Last updated: January 13, 2023
Place
Fort Craig Historic Site (Bureau of Land Management)

NPS Photo
Historical/Interpretive Information/Exhibits
The gritty crunch of footsteps on gravel, a dull desert buzz and the gentle flap of an American flag inspire a visitor to imagine the ghostly Fort Craig as a fully occupied U.S. Army garrison on the middle Rio Grande route of El Camino Real de Tierra Adentro.

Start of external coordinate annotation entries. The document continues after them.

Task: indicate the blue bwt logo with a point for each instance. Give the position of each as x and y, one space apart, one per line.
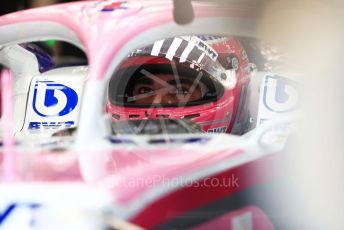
280 94
53 99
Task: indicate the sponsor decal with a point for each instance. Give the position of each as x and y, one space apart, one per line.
221 129
51 99
50 125
20 212
109 6
280 94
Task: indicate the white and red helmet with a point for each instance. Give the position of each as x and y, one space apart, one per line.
203 79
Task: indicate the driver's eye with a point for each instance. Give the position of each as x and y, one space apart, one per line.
143 90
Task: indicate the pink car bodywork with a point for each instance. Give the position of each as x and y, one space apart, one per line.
138 177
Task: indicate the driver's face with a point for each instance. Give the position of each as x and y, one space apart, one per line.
165 89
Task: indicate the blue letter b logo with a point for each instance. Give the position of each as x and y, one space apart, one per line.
53 99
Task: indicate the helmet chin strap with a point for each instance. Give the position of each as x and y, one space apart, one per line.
183 12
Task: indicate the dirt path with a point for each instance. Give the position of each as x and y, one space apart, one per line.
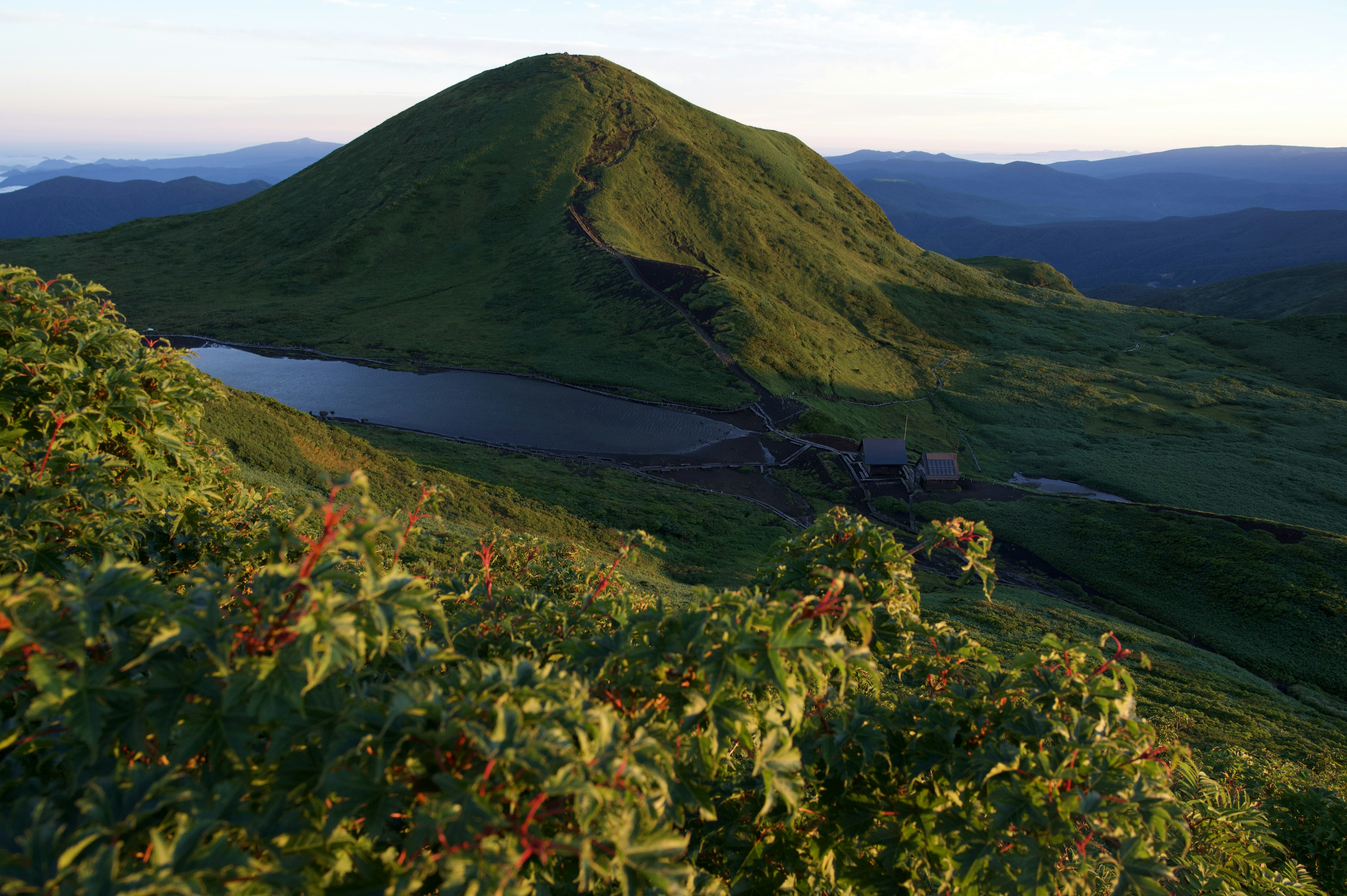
721 352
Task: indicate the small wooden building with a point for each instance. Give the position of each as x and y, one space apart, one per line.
938 467
884 457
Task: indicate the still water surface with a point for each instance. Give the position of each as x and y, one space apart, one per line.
489 407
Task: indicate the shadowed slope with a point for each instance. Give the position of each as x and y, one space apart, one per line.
448 235
1311 289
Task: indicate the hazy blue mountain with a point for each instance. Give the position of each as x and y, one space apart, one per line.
1046 193
903 197
1311 289
1268 163
271 162
76 205
246 158
1172 251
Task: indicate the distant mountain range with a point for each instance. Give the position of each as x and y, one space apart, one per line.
1272 163
270 162
1185 217
1171 251
77 205
1028 193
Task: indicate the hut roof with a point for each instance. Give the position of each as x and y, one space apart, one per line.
885 452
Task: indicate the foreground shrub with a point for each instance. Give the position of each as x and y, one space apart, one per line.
99 448
305 716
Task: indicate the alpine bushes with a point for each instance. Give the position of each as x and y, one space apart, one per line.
200 699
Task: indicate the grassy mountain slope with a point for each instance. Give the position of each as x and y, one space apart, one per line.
1311 289
440 235
446 235
712 539
717 541
1172 251
1024 271
1197 696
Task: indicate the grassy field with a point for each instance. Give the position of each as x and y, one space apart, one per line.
1230 716
710 539
1276 607
1198 697
1182 561
445 235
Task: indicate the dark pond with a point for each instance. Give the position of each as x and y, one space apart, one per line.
489 407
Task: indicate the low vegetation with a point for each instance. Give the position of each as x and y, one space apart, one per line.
289 708
1269 597
468 197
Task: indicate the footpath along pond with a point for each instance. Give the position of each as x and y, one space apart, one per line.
487 407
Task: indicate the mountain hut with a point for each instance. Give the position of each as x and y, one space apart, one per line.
884 457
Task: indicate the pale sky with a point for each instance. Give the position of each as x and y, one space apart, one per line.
153 79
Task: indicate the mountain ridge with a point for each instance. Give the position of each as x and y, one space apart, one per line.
76 205
445 236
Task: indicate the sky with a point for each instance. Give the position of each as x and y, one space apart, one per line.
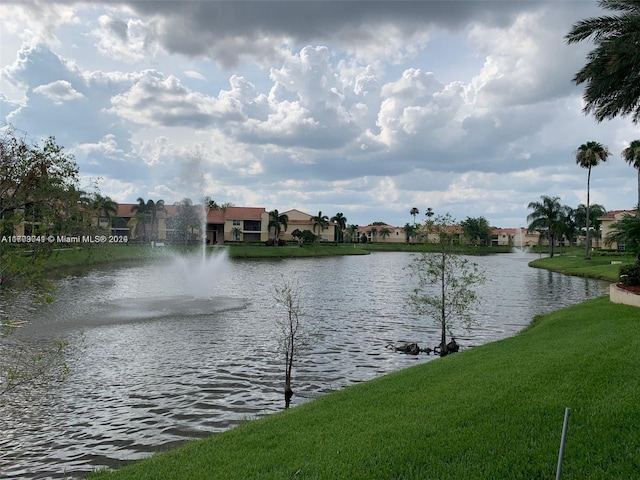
368 108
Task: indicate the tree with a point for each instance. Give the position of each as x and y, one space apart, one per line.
384 233
146 214
340 222
589 155
477 230
321 222
546 218
595 211
631 155
446 284
373 232
39 196
627 231
414 211
291 336
409 232
276 220
352 231
102 207
186 221
612 71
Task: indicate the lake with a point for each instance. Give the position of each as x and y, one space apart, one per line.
160 354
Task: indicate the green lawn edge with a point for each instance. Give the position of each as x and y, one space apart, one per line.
495 411
602 266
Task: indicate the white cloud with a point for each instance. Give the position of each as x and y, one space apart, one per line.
59 92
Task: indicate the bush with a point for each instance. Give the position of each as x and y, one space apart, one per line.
630 274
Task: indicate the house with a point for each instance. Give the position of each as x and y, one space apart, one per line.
382 233
514 237
607 221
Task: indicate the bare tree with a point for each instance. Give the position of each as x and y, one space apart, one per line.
445 292
291 336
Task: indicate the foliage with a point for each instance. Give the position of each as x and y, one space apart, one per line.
24 370
340 222
304 237
612 70
278 222
185 222
546 218
491 412
39 193
590 155
321 222
477 230
630 274
631 155
146 214
599 266
627 231
291 336
446 282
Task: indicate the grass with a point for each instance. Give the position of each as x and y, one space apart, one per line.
599 266
495 411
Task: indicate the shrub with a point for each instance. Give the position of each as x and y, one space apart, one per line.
630 274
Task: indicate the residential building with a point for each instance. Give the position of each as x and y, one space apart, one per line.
607 222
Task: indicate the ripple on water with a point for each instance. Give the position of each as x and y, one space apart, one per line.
158 366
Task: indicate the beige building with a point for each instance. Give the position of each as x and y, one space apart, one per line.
607 222
514 237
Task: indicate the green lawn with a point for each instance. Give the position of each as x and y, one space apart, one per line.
495 411
599 266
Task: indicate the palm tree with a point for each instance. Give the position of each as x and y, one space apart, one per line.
429 213
631 155
373 231
140 218
352 230
148 212
589 155
414 211
409 231
275 220
320 221
340 225
612 71
546 217
595 211
627 231
105 207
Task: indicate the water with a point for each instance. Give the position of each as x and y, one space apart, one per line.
157 359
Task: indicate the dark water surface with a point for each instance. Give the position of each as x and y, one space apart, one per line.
162 354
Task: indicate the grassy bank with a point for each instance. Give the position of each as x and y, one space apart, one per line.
495 411
599 266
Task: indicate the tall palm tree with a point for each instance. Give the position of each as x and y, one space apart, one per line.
414 211
612 71
589 155
147 212
373 231
104 207
631 155
140 218
340 222
320 221
546 218
275 221
627 231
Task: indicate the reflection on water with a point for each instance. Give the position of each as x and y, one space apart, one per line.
160 364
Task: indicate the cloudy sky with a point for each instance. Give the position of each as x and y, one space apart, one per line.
368 108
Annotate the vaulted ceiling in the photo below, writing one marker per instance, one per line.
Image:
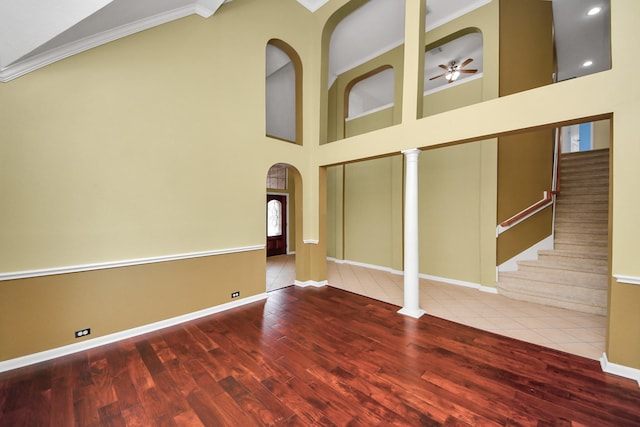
(34, 33)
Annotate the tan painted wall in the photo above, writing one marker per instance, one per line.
(526, 45)
(370, 212)
(41, 313)
(137, 149)
(452, 187)
(525, 172)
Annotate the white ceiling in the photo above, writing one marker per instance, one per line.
(34, 33)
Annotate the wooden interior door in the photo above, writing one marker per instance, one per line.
(276, 224)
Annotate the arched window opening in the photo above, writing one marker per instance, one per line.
(283, 92)
(453, 61)
(360, 40)
(370, 93)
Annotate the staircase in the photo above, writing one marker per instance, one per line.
(574, 275)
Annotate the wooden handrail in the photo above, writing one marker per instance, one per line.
(538, 206)
(548, 195)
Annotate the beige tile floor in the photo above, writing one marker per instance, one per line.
(566, 330)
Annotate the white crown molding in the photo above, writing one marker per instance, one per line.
(629, 280)
(43, 356)
(620, 370)
(461, 12)
(21, 68)
(312, 283)
(312, 5)
(206, 8)
(124, 263)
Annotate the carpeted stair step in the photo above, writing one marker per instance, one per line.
(568, 198)
(556, 301)
(573, 257)
(584, 226)
(584, 237)
(536, 288)
(581, 246)
(575, 274)
(551, 273)
(574, 263)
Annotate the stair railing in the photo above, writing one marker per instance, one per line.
(549, 197)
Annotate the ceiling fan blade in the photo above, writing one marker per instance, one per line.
(468, 61)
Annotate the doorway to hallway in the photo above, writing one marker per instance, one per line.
(276, 225)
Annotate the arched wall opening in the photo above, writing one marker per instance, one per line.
(283, 92)
(283, 231)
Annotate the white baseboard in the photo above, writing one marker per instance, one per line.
(312, 283)
(477, 286)
(43, 356)
(620, 370)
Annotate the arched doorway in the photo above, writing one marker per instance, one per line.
(283, 196)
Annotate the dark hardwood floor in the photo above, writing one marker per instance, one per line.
(309, 356)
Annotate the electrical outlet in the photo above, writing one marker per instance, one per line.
(83, 332)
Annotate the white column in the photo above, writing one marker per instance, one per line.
(411, 259)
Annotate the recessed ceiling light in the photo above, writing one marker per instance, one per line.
(594, 11)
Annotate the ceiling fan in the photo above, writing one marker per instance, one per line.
(453, 70)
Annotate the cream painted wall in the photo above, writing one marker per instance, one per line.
(369, 207)
(370, 122)
(119, 153)
(449, 206)
(335, 209)
(466, 93)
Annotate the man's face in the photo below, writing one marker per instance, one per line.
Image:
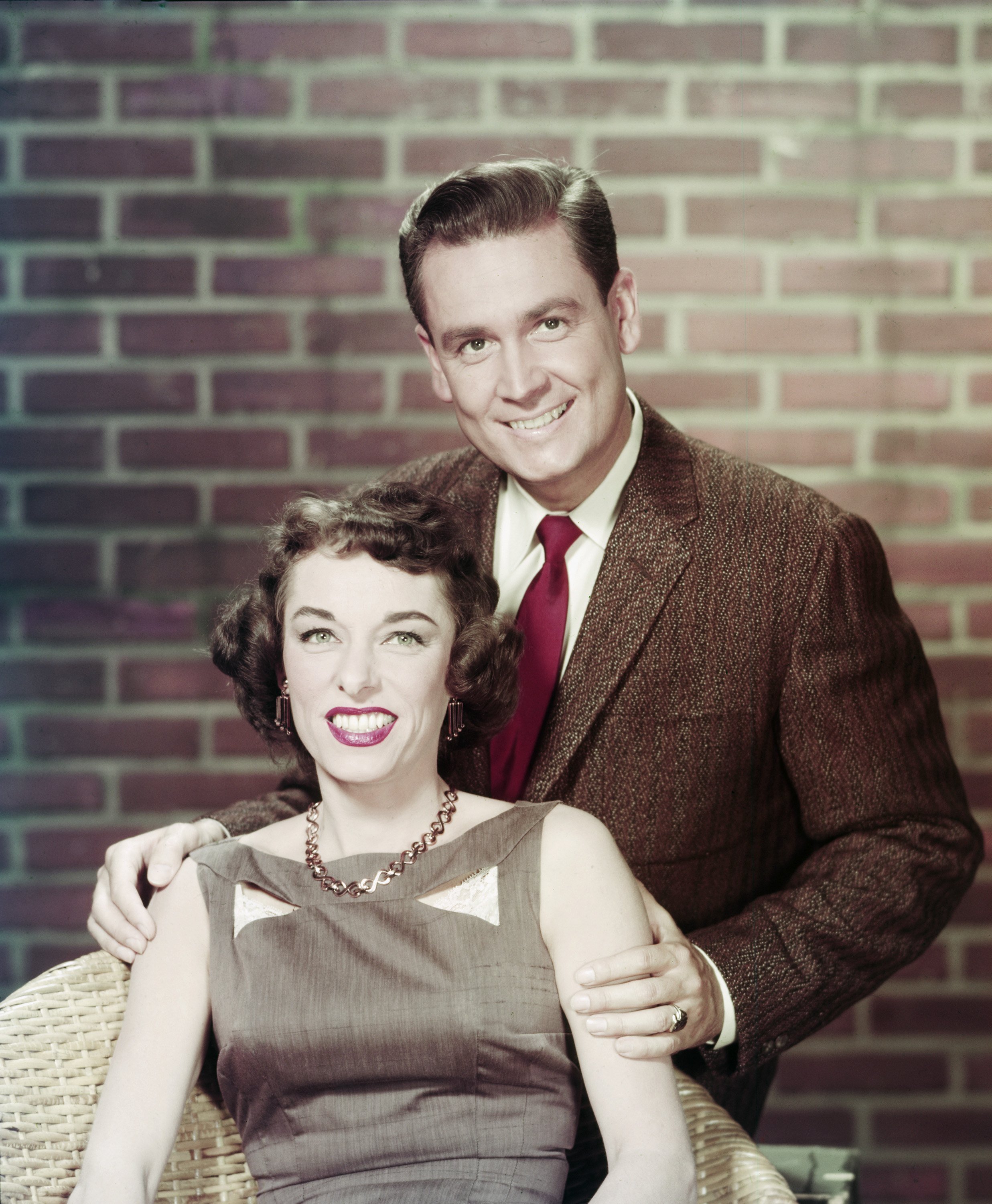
(532, 358)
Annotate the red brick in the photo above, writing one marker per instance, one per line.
(890, 502)
(900, 1183)
(883, 44)
(157, 681)
(56, 41)
(882, 158)
(862, 1073)
(110, 393)
(432, 157)
(115, 506)
(696, 274)
(257, 505)
(299, 276)
(936, 333)
(50, 217)
(980, 389)
(980, 613)
(978, 962)
(865, 390)
(488, 40)
(964, 448)
(296, 392)
(71, 848)
(941, 564)
(298, 41)
(45, 907)
(680, 157)
(809, 447)
(931, 1127)
(205, 96)
(360, 333)
(203, 334)
(867, 277)
(914, 100)
(583, 98)
(26, 448)
(193, 793)
(188, 565)
(951, 217)
(416, 99)
(331, 449)
(741, 99)
(108, 158)
(203, 216)
(69, 736)
(932, 620)
(339, 217)
(40, 99)
(761, 333)
(235, 737)
(51, 681)
(110, 276)
(51, 563)
(648, 41)
(294, 158)
(979, 734)
(812, 1126)
(694, 390)
(50, 334)
(109, 620)
(771, 217)
(639, 215)
(30, 793)
(204, 448)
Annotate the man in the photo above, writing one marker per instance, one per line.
(732, 689)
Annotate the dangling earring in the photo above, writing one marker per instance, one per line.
(283, 716)
(455, 718)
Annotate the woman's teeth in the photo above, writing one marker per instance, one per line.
(369, 722)
(533, 424)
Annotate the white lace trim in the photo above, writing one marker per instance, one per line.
(478, 895)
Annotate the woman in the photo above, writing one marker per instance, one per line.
(389, 1025)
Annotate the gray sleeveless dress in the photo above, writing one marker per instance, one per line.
(385, 1050)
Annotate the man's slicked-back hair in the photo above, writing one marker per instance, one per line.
(509, 197)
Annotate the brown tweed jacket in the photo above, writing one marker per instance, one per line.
(751, 713)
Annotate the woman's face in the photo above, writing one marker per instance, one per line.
(365, 654)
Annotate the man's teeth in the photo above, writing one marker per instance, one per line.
(369, 722)
(533, 424)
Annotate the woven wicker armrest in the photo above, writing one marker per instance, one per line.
(57, 1036)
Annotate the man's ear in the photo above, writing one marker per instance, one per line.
(625, 311)
(438, 381)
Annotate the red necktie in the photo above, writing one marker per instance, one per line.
(541, 618)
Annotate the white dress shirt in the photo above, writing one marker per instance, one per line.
(518, 557)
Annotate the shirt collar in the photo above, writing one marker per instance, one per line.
(595, 517)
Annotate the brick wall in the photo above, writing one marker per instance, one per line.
(204, 313)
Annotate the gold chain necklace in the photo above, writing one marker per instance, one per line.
(382, 877)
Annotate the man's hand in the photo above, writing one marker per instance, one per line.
(633, 992)
(118, 921)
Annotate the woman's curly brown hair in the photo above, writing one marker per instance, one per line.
(399, 525)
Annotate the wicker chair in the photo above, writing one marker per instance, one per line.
(57, 1036)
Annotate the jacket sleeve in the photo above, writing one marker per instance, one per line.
(294, 796)
(894, 844)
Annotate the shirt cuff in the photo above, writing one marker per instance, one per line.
(729, 1032)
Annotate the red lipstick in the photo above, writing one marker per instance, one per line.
(360, 740)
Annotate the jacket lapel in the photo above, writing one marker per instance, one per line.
(646, 555)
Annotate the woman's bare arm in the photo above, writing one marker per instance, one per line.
(590, 908)
(158, 1054)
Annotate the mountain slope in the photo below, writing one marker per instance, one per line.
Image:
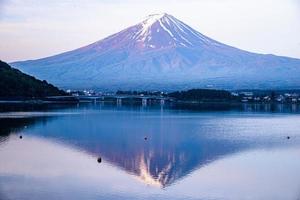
(14, 83)
(163, 53)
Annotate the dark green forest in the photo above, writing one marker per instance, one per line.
(14, 83)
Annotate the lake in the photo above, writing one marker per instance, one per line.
(150, 152)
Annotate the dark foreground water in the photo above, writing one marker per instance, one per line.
(150, 152)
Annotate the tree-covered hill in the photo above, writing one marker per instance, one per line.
(14, 83)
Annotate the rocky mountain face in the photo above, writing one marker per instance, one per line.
(163, 53)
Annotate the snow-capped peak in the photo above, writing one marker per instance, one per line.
(164, 31)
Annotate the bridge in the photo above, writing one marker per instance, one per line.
(119, 98)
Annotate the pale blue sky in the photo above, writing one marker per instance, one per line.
(31, 29)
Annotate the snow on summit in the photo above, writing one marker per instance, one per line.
(163, 53)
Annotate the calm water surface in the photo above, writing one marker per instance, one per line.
(150, 152)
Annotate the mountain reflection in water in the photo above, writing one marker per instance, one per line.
(178, 142)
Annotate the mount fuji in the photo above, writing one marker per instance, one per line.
(163, 53)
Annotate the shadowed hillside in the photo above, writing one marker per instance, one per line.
(14, 83)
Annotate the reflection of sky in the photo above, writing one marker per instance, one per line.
(187, 154)
(54, 171)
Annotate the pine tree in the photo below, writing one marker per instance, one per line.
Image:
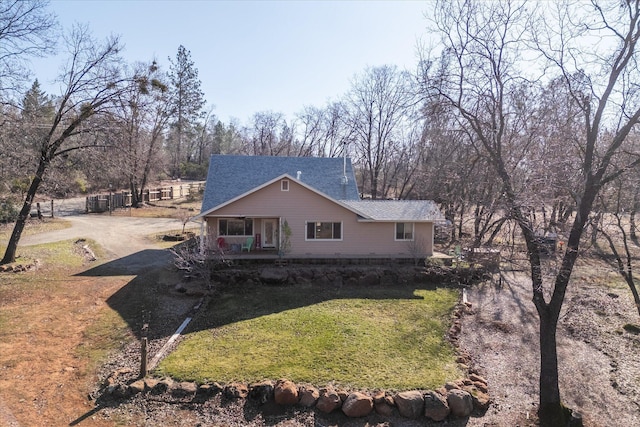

For a short time during the early months of 1862, nearly 4,000 troops lived, worked and socialized at the sprawling stone-and-adobe complex set against the rugged outlines of the San Mateo and Magdalena Mountains. Today, Fort Craig is a lonely desert outpost whose sun-bleached ruins stand like watchmen of the memory of the fort’s 30 years defending the New Mexico Territory and protecting wayfarers on El Camino Real, known then as the Chihuahua Trail.
Site Information
Location (35 miles south of Socorro, New Mexico)
Today, the Bureau of Land Management owns and operates Fort Craig as a year-round destination for hiking, photography, picnicking and self-guided tours. Like many stops on El Camino Real, the site is perhaps as much a vicarious experience as a physical experience, but that makes it no less engaging. The indistinct outlines and crumbling masses of the fort’s fallen buildings provide an artfully pleasing abstraction of the past while a flagpole replicating the fort’s original keeps the American flag flying high. Wandering through the empty fort, visitors are free to create their own vision of life in the middle of the Indian Wars, the Civil War or El Camino Real.
Fort Craig is located 35 miles south of Socorro, NM. The area has picnic facilities, interpretive signs, restrooms and drinking water. Interpretive signage is posted along a lengthy self-guided tour trail, though gravel may make wheelchair access difficult.